We'll start with the wrapper or Façade class, Tree. This is the core of an extension to the MutableSet class that provides the minimal method functions:

class Tree(collections.abc.MutableSet):

    def __init__(self, source: Iterable[Comparable] = None) -> None:
        self.root = TreeNode(None)
        self.size = 0
        if source:
            for item in source:
                self.root.add(item)
                self.size += 1

    def add(self, item: Comparable) -> None:
        self.root.add(item)
        self.size += 1

    def discard(self, item: Comparable) -> None:
        if self.root.more:
            try:
                self.root.more.remove(item)
                self.size -= 1
            except KeyError:
                pass
        else:
            pass

    def __contains__(self, item: Any) -> bool:
        if self.root.more:
            self.root.more.find(cast(Comparable, item))
            return True
        else:
            return False

    def __iter__(self) -> Iterator[Comparable]:
        if self.root.more:
            for item in iter(self.root.more):
                yield item
        # Otherwise, the tree is empty.

    def __len__(self) -> int:
        return self.size

The initialization design is similar to that of a Counter object; this class will accept an iterable and load the elements into the structure. The source of data is provided with a type hint of Iterable[Comparable]. This hint imposes a restriction on the kinds of items which this collection can handle.  If the collection is used with items that do not support the proper comparable protocol methods, then mypy will report an error.

Here's the definition of the Comparable type hint:

class Comparable(metaclass=ABCMeta):
    @abstractmethod
    def __lt__(self, other: Any) -> bool: ...
    @abstractmethod
    def __ge__(self, other: Any) -> bool: ...

The Comparable class definition is an abstraction which requires two methods: __lt__() and __ge__(). This is the minimum required for a class of objects to work properly with the <, <=, >, and >= operators. This defines the comparable protocol among objects that can be sorted or ranked.
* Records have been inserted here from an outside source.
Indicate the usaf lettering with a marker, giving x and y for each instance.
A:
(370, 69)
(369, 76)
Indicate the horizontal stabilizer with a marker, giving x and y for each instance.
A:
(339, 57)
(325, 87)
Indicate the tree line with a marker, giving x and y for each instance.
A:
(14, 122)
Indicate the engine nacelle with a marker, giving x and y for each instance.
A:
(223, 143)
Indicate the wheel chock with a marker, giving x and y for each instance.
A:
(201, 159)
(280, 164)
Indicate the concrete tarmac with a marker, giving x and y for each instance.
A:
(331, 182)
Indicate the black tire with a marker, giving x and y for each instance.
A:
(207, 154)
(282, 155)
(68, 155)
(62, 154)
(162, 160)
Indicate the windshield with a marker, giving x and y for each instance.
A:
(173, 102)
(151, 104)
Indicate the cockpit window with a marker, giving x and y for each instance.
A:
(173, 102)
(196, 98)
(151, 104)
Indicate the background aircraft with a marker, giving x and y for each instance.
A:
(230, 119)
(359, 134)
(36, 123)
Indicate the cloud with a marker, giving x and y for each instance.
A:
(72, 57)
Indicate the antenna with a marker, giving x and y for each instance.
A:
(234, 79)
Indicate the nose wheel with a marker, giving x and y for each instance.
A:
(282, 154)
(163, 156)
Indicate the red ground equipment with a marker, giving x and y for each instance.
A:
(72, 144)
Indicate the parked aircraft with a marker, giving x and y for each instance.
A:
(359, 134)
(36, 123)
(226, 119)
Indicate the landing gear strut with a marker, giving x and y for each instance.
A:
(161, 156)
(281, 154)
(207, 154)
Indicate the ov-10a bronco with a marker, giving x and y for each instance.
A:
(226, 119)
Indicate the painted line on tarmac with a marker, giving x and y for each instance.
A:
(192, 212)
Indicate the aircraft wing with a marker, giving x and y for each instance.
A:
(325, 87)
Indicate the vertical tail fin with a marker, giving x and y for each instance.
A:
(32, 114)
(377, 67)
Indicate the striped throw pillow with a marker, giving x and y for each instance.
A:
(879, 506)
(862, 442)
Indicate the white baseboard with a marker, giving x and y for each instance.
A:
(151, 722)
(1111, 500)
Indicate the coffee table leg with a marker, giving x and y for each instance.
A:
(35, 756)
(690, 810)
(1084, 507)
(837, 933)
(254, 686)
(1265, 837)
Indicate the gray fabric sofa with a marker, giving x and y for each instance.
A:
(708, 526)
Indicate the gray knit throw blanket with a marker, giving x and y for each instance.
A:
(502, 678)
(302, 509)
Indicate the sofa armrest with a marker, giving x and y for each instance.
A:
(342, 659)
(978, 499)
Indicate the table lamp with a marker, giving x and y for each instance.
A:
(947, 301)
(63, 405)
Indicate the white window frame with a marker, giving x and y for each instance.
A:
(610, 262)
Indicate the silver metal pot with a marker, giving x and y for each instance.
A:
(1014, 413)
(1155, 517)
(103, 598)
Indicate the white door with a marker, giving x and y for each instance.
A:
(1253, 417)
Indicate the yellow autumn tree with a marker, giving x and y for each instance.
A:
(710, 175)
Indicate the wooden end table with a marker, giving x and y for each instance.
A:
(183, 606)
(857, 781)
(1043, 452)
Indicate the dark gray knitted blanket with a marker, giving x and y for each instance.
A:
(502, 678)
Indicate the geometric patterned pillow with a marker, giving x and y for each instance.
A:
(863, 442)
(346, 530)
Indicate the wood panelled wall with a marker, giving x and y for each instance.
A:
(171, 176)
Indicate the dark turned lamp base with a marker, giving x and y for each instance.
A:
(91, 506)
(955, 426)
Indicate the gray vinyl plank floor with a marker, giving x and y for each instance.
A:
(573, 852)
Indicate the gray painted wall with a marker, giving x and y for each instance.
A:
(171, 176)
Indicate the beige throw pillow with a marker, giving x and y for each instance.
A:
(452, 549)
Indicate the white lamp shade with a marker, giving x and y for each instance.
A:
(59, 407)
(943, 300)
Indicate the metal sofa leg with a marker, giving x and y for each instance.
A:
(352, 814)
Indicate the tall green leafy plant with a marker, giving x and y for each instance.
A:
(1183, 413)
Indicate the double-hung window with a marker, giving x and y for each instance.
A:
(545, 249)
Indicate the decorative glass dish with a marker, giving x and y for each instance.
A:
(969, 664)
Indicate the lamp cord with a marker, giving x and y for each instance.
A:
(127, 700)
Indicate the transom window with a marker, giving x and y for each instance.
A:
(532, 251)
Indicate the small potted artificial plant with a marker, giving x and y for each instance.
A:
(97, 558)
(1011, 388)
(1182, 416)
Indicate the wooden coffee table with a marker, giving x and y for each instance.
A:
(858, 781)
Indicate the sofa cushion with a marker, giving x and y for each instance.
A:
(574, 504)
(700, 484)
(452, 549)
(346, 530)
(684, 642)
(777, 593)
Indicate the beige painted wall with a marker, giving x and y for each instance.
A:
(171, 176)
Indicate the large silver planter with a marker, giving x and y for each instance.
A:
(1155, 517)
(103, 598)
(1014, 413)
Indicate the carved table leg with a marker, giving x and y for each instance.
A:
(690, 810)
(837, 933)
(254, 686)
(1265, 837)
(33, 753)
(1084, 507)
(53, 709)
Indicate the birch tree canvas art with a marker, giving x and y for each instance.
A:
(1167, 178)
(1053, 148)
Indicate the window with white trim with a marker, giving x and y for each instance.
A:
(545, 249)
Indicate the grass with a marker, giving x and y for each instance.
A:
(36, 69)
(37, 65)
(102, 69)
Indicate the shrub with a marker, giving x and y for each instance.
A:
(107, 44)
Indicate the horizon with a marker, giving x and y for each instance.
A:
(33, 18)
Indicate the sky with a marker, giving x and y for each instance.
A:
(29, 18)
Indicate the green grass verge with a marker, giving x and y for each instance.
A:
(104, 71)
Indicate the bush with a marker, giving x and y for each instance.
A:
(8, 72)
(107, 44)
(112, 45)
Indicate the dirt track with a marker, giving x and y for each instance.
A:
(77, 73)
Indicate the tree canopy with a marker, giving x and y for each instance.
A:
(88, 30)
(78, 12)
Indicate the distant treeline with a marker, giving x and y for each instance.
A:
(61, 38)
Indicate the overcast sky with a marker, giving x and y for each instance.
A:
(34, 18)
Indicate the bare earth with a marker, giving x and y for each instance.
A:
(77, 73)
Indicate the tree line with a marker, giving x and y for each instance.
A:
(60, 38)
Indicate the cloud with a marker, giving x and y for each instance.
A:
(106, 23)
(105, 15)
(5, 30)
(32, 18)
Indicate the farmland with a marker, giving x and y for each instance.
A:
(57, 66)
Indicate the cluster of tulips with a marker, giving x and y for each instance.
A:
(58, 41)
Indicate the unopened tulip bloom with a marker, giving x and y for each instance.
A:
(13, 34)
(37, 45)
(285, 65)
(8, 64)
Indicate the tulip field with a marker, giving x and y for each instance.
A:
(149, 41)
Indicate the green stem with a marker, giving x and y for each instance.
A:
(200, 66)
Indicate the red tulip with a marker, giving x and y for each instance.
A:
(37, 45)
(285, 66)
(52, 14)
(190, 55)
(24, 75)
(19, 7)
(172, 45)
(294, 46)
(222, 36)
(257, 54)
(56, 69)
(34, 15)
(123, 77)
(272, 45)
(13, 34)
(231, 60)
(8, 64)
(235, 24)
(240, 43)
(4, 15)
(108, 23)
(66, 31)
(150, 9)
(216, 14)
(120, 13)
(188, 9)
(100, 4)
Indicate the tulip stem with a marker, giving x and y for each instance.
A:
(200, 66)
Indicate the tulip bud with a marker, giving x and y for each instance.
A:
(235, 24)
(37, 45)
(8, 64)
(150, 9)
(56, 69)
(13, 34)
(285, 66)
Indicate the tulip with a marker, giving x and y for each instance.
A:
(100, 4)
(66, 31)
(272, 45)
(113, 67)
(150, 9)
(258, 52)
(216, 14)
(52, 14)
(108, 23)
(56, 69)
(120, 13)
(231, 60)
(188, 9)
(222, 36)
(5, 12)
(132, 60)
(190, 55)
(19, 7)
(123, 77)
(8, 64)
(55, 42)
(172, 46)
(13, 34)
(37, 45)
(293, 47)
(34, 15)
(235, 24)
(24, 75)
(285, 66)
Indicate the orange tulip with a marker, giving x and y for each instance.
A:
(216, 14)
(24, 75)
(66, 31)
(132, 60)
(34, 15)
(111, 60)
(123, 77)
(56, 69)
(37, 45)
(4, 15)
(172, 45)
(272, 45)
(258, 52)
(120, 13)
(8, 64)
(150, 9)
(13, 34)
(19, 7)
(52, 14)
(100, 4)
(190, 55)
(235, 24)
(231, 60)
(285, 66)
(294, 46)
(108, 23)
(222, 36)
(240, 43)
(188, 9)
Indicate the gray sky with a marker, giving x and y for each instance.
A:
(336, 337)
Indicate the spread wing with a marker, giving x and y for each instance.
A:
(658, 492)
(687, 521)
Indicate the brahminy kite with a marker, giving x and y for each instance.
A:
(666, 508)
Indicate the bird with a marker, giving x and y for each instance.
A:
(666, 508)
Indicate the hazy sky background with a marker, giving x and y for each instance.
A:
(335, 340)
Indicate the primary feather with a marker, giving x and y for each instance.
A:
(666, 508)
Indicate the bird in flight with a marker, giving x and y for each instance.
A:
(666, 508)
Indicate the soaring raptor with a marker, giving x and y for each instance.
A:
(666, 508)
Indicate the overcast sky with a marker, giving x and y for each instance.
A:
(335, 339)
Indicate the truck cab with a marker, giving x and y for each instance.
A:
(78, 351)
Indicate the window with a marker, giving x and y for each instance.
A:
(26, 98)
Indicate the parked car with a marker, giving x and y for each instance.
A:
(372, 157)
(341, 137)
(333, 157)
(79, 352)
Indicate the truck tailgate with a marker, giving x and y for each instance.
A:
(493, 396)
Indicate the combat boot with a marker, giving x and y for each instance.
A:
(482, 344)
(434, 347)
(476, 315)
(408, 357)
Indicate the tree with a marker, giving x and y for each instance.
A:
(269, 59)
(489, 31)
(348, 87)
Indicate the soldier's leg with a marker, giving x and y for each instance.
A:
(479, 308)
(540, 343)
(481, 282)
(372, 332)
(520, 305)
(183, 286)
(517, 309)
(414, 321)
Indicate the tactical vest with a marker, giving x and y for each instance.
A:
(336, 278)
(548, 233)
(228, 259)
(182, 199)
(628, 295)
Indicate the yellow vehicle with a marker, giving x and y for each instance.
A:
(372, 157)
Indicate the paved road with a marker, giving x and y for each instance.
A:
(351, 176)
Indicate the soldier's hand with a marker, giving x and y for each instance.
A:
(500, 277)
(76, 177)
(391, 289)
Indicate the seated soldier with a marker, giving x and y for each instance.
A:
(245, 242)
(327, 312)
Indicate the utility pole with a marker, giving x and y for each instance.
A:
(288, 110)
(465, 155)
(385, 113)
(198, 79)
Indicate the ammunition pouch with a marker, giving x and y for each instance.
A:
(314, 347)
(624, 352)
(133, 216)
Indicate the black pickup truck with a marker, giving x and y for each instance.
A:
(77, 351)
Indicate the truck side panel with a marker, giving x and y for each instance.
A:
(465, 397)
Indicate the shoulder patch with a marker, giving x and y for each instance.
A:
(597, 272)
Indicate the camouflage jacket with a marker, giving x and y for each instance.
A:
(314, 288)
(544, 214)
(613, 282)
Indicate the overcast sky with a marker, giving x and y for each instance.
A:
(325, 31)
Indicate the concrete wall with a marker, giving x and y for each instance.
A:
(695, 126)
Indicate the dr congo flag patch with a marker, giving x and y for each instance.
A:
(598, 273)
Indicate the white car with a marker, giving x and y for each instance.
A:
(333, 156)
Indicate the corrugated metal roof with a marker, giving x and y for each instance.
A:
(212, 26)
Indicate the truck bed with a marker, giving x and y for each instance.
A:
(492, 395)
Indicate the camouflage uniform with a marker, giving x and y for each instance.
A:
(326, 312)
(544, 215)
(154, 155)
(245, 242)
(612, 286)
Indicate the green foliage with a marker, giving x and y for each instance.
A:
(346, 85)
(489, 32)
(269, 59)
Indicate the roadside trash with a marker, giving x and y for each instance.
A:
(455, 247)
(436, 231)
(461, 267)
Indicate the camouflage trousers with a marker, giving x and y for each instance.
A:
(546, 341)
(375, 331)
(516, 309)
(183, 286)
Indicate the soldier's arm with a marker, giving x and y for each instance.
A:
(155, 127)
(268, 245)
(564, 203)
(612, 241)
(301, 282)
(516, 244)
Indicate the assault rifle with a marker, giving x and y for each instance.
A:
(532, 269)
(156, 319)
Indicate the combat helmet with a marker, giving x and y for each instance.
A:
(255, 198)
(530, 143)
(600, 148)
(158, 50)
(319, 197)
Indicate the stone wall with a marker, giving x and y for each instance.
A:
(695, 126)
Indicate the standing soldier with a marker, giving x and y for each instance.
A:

The add() and discard() methods both update the tree, and also keep track of the overall size. That saves counting nodes via a recursive traversal of the tree. These methods also delegate their work to the TreeNode object at the root of the tree.

The __contains__() special method performs a recursive find. The initial check to be sure the tree contains a value in the root node is required by mypy. Without the if statement, the type hints suggest the more attribute could be None. 

The __iter__() special method is a generator function. It also delegates the real work to recursive iterators within the TreeNode class.

We defined discard(); mutable sets require this to be silent when attempting to discard the missing keys. The abstract superclass provides a default implementation of remove(), which raises an exception if a key is not found. Both method functions must be present; we defined discard() based on remove(), by silencing the exception. In some cases, it might be easier to define remove() based on discard(), by raising an exception if a problem is found.

Because this class extends the MutableSet abstraction, numerous features are provided automatically. This saves us from copy-and-paste programming to create a number of boilerplate features. In some cases, our data structure may have more efficient implementations than the defaults, and we may want to override additional methods inherited from the abstract superclass.